In My Long Trip Home, CNN executive v-p Mark Whitaker explores his biracial heritage and his family demons.

Your book describes a complex, stressful family background, starting with an interracial marriage in the 1950s between your black father, Sylvester, or Syl, and your white mother, Jean. What obstacles did they face?

My mother was a professor at Swarthmore, and my father was a student, so it was doubly scandalous. They couldn't be public about the affair. After they married, the university president opposed my mother's tenure appointment; my parents believed it was because of their marriage. My father got civil rights leaders involved, including Bayard Rustin.

After their divorce, Syl didn't support the family and rarely visited. How did that affect you?

I worshipped my father. He was charismatic, full of humor and irony, and very exciting. I missed him terribly. He moved to this cool bungalow in Venice Beach, Calif., and I spent a very glamorous summer with him; I wanted to stay, but he said no. After it became clear that he didn't care enough to stay in touch, my feelings shifted from adoration to depression and dejection—and anger.

Syl's drinking ruined a prominent academic career. What caused it?

He would say that alcoholism is purely a biological disease, but there were other factors, including the pressures of being a pioneering black academic. For example, he got involved in a famous feud between the UCLA Black Panthers and a back-to-Africa student group in 1969. He was a UCLA political scientist and dean, and the chancellor told him that, as the ranking black on faculty, he should keep an eye on the feud. It ended in a gunfight that left two Panthers dead. He felt a lot of guilt over that—another excuse to drink.

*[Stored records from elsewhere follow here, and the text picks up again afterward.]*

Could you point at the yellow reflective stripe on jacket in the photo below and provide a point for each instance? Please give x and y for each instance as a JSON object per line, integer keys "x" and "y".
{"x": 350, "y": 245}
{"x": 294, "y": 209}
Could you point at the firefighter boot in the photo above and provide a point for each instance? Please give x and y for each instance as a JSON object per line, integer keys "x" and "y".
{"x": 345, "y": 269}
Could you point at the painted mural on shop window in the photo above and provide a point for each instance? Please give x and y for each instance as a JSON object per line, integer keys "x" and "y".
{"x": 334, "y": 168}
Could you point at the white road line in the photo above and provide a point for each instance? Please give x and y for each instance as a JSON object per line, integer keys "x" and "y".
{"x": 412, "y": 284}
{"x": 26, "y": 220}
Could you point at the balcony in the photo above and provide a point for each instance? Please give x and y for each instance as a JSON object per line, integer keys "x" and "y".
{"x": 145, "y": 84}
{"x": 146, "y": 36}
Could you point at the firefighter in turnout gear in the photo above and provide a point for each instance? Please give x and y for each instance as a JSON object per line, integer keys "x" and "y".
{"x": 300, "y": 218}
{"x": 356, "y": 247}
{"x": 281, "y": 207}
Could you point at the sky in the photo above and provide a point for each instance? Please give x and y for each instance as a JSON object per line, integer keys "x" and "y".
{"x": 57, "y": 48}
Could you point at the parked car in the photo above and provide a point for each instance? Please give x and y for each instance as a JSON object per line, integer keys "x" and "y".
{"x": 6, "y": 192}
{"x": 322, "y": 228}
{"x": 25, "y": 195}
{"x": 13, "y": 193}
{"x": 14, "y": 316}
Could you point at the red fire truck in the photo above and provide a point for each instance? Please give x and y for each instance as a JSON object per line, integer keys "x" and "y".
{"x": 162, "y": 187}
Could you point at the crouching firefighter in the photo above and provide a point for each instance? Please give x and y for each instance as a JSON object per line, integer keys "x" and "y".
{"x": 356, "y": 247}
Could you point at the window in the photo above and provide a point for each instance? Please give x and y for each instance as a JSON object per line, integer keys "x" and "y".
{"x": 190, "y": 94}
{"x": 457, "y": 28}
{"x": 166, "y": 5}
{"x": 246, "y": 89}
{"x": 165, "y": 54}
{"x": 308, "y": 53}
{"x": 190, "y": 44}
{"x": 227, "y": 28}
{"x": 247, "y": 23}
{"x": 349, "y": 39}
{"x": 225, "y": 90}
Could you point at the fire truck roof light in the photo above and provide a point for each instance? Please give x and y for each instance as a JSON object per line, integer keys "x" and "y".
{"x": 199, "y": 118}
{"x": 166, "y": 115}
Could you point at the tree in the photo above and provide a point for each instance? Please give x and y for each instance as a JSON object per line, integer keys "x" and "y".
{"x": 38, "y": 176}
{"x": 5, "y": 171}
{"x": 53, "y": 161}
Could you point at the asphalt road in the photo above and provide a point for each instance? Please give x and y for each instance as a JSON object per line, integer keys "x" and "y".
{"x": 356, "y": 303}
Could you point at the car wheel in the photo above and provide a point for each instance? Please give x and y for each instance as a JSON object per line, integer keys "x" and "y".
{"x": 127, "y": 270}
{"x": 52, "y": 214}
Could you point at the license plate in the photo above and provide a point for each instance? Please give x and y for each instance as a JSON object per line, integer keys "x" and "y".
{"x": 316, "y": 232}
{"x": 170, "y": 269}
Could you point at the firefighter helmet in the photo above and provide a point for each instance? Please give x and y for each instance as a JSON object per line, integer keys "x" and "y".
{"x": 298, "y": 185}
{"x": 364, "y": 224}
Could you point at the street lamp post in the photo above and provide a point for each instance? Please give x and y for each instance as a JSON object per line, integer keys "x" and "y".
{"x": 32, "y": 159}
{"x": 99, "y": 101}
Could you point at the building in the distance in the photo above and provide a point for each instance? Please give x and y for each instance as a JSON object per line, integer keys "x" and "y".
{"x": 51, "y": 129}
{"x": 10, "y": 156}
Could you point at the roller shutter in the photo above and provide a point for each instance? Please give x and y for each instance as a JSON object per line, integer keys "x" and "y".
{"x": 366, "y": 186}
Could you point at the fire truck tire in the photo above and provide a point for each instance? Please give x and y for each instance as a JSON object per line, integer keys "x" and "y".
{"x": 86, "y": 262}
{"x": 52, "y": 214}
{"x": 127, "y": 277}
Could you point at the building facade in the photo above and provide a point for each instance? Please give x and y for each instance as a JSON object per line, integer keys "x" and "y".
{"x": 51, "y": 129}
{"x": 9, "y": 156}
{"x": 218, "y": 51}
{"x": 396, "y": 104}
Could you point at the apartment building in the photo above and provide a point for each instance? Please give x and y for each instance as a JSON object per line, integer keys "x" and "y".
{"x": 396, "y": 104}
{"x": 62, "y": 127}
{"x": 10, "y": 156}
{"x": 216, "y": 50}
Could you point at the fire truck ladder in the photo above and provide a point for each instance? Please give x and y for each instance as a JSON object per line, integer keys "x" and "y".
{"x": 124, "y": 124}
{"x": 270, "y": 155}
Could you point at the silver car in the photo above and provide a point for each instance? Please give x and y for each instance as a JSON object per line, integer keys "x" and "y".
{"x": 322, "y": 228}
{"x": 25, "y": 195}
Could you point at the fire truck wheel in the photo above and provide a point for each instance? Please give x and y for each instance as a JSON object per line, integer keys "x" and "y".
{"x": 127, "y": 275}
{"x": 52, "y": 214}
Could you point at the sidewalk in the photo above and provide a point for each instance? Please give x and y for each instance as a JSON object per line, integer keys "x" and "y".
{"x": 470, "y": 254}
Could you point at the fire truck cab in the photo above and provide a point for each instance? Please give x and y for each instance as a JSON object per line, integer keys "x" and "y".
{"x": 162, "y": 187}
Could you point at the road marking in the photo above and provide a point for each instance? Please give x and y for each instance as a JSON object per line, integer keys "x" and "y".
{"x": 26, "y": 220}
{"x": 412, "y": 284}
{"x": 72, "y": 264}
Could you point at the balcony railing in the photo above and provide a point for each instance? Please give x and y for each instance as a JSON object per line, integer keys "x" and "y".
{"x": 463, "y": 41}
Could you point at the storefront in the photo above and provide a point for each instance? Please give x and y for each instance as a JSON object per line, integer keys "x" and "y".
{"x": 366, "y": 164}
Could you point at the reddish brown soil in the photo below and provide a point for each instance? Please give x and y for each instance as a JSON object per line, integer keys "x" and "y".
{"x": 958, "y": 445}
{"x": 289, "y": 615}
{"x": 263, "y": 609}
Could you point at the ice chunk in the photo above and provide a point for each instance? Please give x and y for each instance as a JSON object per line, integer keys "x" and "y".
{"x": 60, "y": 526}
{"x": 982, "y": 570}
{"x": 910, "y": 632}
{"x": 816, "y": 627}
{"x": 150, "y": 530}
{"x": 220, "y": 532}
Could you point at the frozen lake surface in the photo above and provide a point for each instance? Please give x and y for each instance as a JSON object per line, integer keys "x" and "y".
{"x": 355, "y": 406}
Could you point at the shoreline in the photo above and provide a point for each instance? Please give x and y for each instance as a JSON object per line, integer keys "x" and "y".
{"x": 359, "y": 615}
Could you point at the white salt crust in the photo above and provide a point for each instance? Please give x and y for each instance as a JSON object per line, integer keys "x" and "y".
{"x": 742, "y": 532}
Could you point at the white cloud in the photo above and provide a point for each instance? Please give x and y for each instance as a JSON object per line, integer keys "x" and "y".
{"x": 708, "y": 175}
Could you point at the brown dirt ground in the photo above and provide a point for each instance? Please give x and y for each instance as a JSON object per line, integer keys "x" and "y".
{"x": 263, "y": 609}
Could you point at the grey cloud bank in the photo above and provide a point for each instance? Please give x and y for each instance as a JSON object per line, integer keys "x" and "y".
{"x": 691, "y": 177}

You write that your father was an exemplar of "choosing how to be black." How so?

He grew up in segregated Pittsburgh, studied Africa, and identified deeply with African culture. Yet he never wanted to live in an entirely black world. He became lifelong friends with his white college roommate. He dated white women. He was interested in white thinkers and artists. I'm biracial, and I learned from him that pride in your black roots and black culture is not mutually exclusive with other influences.

Can a dysfunctional and divided family actually be a source of strength?

My childhood struggles with my parents strengthened me. I had to become self-reliant and resilient. I learned to stand back and observe; that served me well as a journalist. I keep a cartoon on my desk. It shows a big rock, and jutting out from underneath it are a couple of feet and a hand belonging to somebody who's just been crushed. The caption reads, "Things Could Be Worse." That's the perspective my childhood gave me—no matter what happens, I've been through worse.